Newbie regular expression and whitespace question

Thu Sep 22 16:20:01 EDT 2005

"googleboy" <mynews44 at yahoo.com> wrote in message
news:1127419129.027712.252910 at g47g2000cwa.googlegroups.com...
> Hi.
>
> I am trying to collapse an html table into a single line.  Basically,
> anytime I see ">" & "<" with nothing but whitespace between them,  I'd
> like to remove all the whitespace, including newlines. I've read the
> how-to and I have tried a bunch of things,  but nothing seems to work
> for me:
>
> --
>
> table = open(r'D:\path\to\tabletest.txt', 'rb')
> strTable = table.read()
>
> #Below find the different sort of things I have tried, one at a time:
>
> strTable = strTable.replace(">\s<", "><") #I got this from the module
> docs
>
> strTable = strTable.replace(">.<", "><")
>
> strTable = ">\s+<".join(strTable)
>
> strTable = ">\s<".join(strTable)
>
> print strTable
>
> --
>
> The table in question looks like this:
>
> <table width="80%"  border="0">
>   <tr>
>     <td> </td>
>     <td colspan="2">Introduction</td>
>     <td><div align="right">3</div></td>
>   </tr>
>   <tr>
>     <td> </td>
>   </tr>
>   <tr>
>     <td><i>ONE</i></td>
>     <td colspan="2">Childraising for Parrots</td>
>     <td><div align="right">11</div></td>
>   </tr>
> </table>
>
>
>
> For extra kudos (and I confess I have been so stuck on the above
> problem I haven't put much thought into how to do this one) I'd like to
> be able to measure the number of characters between the <p> & </p>
> tags, and then insert a newline character at the end of the next word
> after an arbitrary number of characters.....   I am reading in to a
> script a bunch of paragraphs formatted for a webpage, but they're all
> on one big long line and I would like to split them for readability.
>
> TIA
>
> Googleboy
>
If you're absolutely stuck on using RE's, then others will have to step
forward.  Meanwhile, here's a pyparsing solution (get pyparsing at
http://pyparsing.sourceforge.net):

---------------
from pyparsing import *

LT = Literal("<")
GT = Literal(">")

collapsableSpace = GT + LT    # matches with or without intervening
whitespace
collapsableSpace.setParseAction( replaceWith("><") )

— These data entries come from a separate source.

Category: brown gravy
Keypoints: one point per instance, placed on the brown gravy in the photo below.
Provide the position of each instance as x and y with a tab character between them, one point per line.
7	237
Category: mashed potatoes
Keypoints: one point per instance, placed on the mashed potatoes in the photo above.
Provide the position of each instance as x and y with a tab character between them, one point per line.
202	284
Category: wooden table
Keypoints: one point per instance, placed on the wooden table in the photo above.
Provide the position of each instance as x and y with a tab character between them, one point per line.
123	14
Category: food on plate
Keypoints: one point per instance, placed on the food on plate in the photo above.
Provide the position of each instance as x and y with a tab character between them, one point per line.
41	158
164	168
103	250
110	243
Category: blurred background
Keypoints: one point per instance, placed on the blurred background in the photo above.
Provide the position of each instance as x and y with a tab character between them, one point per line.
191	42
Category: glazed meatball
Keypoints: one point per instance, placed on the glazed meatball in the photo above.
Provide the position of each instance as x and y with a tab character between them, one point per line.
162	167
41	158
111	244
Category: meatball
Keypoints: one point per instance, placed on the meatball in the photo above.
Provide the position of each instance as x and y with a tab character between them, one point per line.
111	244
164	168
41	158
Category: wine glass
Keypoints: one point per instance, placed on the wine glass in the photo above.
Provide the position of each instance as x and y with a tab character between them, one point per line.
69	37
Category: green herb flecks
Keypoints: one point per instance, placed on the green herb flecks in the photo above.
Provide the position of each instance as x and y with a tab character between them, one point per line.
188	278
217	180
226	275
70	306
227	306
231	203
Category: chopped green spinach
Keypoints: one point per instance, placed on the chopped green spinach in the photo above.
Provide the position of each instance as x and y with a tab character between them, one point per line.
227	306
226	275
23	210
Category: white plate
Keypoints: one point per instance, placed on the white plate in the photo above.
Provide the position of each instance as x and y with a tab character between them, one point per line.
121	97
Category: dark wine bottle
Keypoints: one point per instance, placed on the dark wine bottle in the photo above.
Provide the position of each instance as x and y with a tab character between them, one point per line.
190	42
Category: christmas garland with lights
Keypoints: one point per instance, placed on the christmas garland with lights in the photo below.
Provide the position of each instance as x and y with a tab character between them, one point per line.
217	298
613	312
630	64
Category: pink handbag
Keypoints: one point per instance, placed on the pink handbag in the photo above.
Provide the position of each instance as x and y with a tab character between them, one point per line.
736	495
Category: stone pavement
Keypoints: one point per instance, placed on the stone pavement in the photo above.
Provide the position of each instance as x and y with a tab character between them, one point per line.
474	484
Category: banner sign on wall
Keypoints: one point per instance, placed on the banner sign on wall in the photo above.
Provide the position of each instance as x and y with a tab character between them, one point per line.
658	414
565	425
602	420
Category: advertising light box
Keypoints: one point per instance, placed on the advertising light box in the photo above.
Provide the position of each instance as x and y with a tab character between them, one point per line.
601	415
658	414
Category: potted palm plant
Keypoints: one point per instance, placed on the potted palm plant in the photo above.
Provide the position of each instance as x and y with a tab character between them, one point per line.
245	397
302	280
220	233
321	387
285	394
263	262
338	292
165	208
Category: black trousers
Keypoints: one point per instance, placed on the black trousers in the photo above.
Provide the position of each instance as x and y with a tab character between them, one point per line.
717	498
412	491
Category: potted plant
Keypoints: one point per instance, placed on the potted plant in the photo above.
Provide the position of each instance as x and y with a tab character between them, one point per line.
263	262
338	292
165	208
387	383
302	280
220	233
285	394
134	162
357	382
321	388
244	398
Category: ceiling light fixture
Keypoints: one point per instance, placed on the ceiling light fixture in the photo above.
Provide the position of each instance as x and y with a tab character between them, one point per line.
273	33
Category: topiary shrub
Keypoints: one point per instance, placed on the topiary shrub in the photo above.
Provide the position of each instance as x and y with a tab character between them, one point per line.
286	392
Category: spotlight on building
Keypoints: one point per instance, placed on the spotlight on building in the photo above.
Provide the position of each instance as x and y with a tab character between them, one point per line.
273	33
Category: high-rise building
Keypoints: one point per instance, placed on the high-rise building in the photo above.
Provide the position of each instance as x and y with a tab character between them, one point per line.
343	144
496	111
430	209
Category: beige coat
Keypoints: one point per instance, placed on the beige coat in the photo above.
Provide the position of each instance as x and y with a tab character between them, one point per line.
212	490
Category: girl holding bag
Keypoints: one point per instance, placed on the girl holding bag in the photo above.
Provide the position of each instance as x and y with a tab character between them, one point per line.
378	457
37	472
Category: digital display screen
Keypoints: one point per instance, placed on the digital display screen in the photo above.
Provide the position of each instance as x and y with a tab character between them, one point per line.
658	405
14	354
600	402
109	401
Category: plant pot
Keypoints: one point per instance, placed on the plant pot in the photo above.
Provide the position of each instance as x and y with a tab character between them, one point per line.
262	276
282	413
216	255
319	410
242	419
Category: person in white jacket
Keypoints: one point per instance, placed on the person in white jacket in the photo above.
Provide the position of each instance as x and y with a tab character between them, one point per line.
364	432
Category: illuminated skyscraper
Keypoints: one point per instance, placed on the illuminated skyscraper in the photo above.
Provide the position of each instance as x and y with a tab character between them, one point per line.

print collapsableSpace.transformString(data)
---------------

The reason this works is that pyparsing implicitly skips over whitespace
while looking for matches of collapsable space (a '>' followed by a '<').
When found, the parse action is triggered, which in this case, replaces
whatever was matched with the string "><".  Finally, the input data (in this
case your HTML table, stored in the string variable, data) is passed to
transformString, which scans for matches of the collapsableSpace expression,
runs the parse action when they are found, and returns the final transformed
string.

As for word wrapping within <p>...</p> tags, there are at least two recipes
in the Python Cookbook for word wrapping.  Be careful, though, as many HTML
pages are very bad about omitting the trailing </p> tags.

-- Paul